Publié le 14.02.2020

Homo orans - l'homme qui prie


Homo orans - l'homme qui prie

Chers∙ères membres et ami∙e∙s de la Faculté de théologie

Au cours du semestre de printemps 2020, la prière sera au centre des offres de la faculté. Le 13 février, l'Institut d'études œcuméniques organise une journée d'étude sur "La prière en communauté et en paroisse". Du 30 avril au 2 mai, une conférence interdisciplinaire de l'Institut pour l'étude des religions et le dialogue interreligieux portera sur la prière dans le christianisme et les autres religions (judaïsme, islam, bouddhisme zen.  Et du 17 au 19 juin, les journées d'étude du Centre d'études Foi et Société seront consacrées au thème "Veillez et priez" (Marc 14:38), Spiritualité, mysticisme et prière en période de troubles politiques". De nombreux·ses intervenant·e·s et conférenciers·ères expert·e·s engagé·e·s de Suisse et de l'étranger participeront à ces événements. Si Friedrich Heiler a pu affirmer en 1918 que l'étude de la prière n'est pas "l'un des principaux sujets de la recherche théologique et des sciences de religions", ces colloques souhaitent rappeler l'importance de la prière. La "théologie" chrétienne est d'abord une "théologie à genoux" qui réfléchit à la Parole, au Logos, descendue vers nous pour nous inviter à l'amitié avec Dieu.
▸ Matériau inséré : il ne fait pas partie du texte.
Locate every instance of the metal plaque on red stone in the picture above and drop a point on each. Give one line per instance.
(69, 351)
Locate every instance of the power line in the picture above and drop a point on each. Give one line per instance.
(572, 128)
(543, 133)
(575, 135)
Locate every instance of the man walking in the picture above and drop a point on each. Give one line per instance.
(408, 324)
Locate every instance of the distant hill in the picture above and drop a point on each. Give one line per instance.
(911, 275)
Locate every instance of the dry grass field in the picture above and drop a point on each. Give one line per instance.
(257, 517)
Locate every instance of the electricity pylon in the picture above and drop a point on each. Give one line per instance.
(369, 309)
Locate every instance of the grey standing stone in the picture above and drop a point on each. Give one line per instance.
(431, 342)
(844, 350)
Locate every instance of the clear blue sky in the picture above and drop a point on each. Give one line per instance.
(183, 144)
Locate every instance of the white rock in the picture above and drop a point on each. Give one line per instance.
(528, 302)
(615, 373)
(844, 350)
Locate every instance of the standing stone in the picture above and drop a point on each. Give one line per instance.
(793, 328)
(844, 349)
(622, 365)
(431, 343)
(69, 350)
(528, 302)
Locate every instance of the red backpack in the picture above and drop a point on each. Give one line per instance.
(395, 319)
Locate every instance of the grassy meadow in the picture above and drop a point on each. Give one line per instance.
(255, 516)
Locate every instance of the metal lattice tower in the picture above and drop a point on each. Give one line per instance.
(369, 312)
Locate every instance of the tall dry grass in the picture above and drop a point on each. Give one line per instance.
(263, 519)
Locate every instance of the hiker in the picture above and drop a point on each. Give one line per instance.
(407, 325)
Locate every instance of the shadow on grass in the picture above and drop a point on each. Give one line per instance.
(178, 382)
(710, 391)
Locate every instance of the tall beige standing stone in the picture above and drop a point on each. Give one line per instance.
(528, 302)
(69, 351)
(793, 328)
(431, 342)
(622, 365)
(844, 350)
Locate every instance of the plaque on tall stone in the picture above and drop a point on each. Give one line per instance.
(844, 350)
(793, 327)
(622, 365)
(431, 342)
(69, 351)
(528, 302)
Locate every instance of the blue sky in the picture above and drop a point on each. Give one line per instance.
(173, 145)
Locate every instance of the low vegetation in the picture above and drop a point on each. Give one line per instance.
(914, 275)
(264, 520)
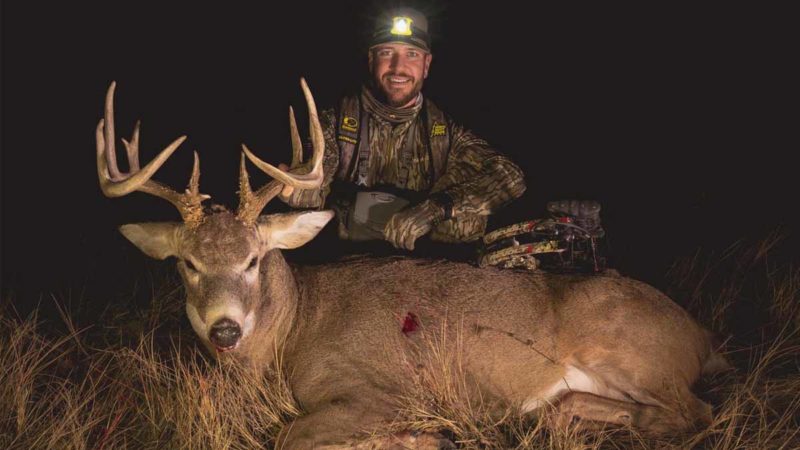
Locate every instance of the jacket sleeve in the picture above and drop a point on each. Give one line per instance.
(478, 179)
(315, 198)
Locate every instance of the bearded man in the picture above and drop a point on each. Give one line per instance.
(396, 166)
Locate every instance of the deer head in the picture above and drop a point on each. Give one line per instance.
(231, 268)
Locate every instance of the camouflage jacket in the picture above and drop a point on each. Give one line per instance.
(444, 157)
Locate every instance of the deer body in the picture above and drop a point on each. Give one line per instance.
(353, 336)
(525, 339)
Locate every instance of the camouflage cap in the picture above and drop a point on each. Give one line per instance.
(402, 25)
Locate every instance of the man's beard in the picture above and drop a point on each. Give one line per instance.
(396, 98)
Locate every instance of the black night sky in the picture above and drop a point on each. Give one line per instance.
(677, 120)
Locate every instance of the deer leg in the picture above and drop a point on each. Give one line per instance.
(594, 412)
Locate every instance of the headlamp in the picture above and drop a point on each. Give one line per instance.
(401, 26)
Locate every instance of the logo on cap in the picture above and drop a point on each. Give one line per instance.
(350, 123)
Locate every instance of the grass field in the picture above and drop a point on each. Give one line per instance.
(137, 379)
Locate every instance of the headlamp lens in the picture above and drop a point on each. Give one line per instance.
(401, 26)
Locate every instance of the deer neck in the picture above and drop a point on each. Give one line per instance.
(276, 317)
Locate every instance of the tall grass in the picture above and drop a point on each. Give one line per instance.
(139, 380)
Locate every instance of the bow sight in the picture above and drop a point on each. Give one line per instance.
(569, 240)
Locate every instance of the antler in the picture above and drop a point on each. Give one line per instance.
(116, 184)
(251, 204)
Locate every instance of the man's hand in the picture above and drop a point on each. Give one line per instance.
(409, 224)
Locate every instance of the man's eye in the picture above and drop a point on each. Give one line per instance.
(252, 264)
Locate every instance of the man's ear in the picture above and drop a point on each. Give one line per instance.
(291, 230)
(369, 61)
(157, 240)
(428, 59)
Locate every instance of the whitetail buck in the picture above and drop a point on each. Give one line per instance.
(602, 349)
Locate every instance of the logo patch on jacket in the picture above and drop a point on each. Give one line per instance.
(438, 129)
(350, 124)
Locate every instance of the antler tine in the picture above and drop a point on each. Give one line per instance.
(312, 179)
(114, 183)
(250, 205)
(297, 143)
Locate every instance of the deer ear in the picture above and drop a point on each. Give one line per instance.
(156, 239)
(291, 230)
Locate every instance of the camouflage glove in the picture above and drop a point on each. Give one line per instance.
(409, 224)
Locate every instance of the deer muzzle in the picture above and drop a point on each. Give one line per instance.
(225, 334)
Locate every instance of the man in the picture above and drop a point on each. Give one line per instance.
(396, 167)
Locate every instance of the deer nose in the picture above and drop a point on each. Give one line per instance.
(225, 333)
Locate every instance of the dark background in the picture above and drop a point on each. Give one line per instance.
(676, 119)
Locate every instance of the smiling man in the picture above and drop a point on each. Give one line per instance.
(396, 166)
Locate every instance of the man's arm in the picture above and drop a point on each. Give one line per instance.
(315, 198)
(477, 181)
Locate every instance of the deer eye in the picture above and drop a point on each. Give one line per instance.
(252, 264)
(189, 265)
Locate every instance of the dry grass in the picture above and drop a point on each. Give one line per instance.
(138, 381)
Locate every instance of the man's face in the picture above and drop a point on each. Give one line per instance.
(398, 70)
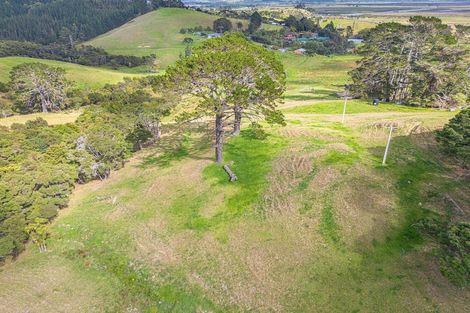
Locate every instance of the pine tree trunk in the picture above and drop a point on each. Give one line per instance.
(219, 137)
(237, 122)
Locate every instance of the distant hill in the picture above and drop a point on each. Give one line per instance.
(83, 76)
(47, 21)
(156, 32)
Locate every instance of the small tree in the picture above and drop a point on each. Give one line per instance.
(455, 137)
(40, 86)
(256, 20)
(38, 233)
(222, 25)
(230, 76)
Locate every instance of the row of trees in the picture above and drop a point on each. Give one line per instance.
(85, 55)
(40, 164)
(48, 21)
(417, 64)
(228, 79)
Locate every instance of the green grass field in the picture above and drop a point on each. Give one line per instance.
(51, 118)
(157, 32)
(317, 77)
(314, 223)
(83, 76)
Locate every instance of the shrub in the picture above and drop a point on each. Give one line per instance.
(455, 137)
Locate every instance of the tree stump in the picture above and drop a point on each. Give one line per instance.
(232, 176)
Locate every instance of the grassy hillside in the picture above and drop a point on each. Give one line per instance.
(51, 118)
(314, 224)
(317, 77)
(83, 76)
(156, 32)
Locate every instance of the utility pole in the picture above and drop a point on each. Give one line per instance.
(344, 107)
(388, 144)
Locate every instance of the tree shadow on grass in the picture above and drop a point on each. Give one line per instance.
(179, 142)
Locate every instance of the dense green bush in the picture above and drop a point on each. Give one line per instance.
(40, 164)
(455, 137)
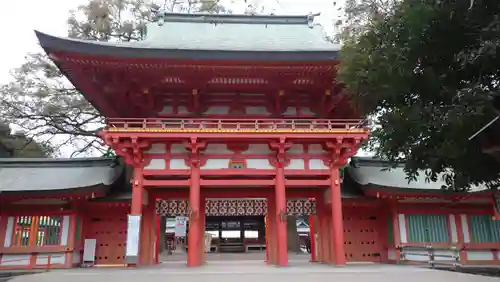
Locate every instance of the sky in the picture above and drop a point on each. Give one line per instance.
(20, 19)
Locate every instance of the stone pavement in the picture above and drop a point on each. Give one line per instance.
(255, 271)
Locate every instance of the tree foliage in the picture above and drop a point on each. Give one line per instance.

L'une des règles de conduite des Indiens est ce conseil : "Lève-toi avec le soleil pour prier. Il faut prier tout seul et souvent. Le Grand Esprit n’écoutera que si tu parles". L'expérience de prière de la mystique Thérèse d'Avila converge ainsi et en même temps met ses propres accents. En elle, qui a été critiquée à plusieurs reprises par certains théologiens et prélats de son temps parce qu'elle n'était "qu'une femme", mais qui en 1969 a été déclarée par Paul VI la première femme Docteure de l'Église catholique, on peut voir ce qu'est la prière "chrétienne" : un trato de amistad, c'est-à-dire cultiver l'amitié avec Dieu, l'attention aimante à Dieu incarnée dans la conscience de la similitude et de la différence entre lui et nous. Avec des mots simples et rafraîchissants, sans supra-réflexion théologique, elle a décrit son expérience de la prière "comme le fait de rester avec un ami que nous rencontrons souvent seuls, simplement pour être avec lui, sachant avec certitude qu'il nous aime". Et ici, il n'est pas important de penser beaucoup ou de parler beaucoup, mais "d'aimer beaucoup" en réponse à l'amour de Dieu – tout comme entre amis, ce ne sont pas les mots qui importent, mais la conscience de la gratitude de la présence respective. Thérèse demande à ceux qui n'ont pas encore commencé ce genre de prière "de ne pas manquer un si grand bien".

Pour Thérèse, la prière n'est pas l'accomplissement d'un devoir de plaire à Dieu, ni un événement ponctuel qui doit être répété et prolongé aussi souvent que possible, mais plutôt un événement relationnel. Cela ne peut pas se limiter à certains moments et à certains lieux. Il imprègne plutôt l'ensemble de la vie. Ainsi cela ne peut être divisé en temps de prière (contemplatio) et en temps d'action (actio). La prière comme amitié avec Dieu peut et doit être cultivée par chacun de nous : nous ne pouvons pas nous en passer en la confiant à d'autres.

Je vous invite à percevoir les colloques sur la prière de notre Faculté comme un encouragement à cultiver l'amitié avec Dieu et comme une façon de devenir comme le Christ, "viendra ce qui viendra", comme l'a dit Thérèse, c'est-à-dire dans les bons et les mauvais jours, en étant en santé ou malade, et aussi en sachant que même la mort "ne peut nous séparer de l'amour de Dieu qui est en Jesus-Christ" (Rm 8, 39), parce que "c’est en lui que nous avons la vie, le mouvement et l’être" (Ac 17, 28). C'est l'accent que la théologie chrétienne doit mettre dans le dialogue interreligieux au sujet de la prière : argumentatif, irénique, buvant à sa propre source et avec une oreille ouverte sur la prophétie étrangère d’autres religions.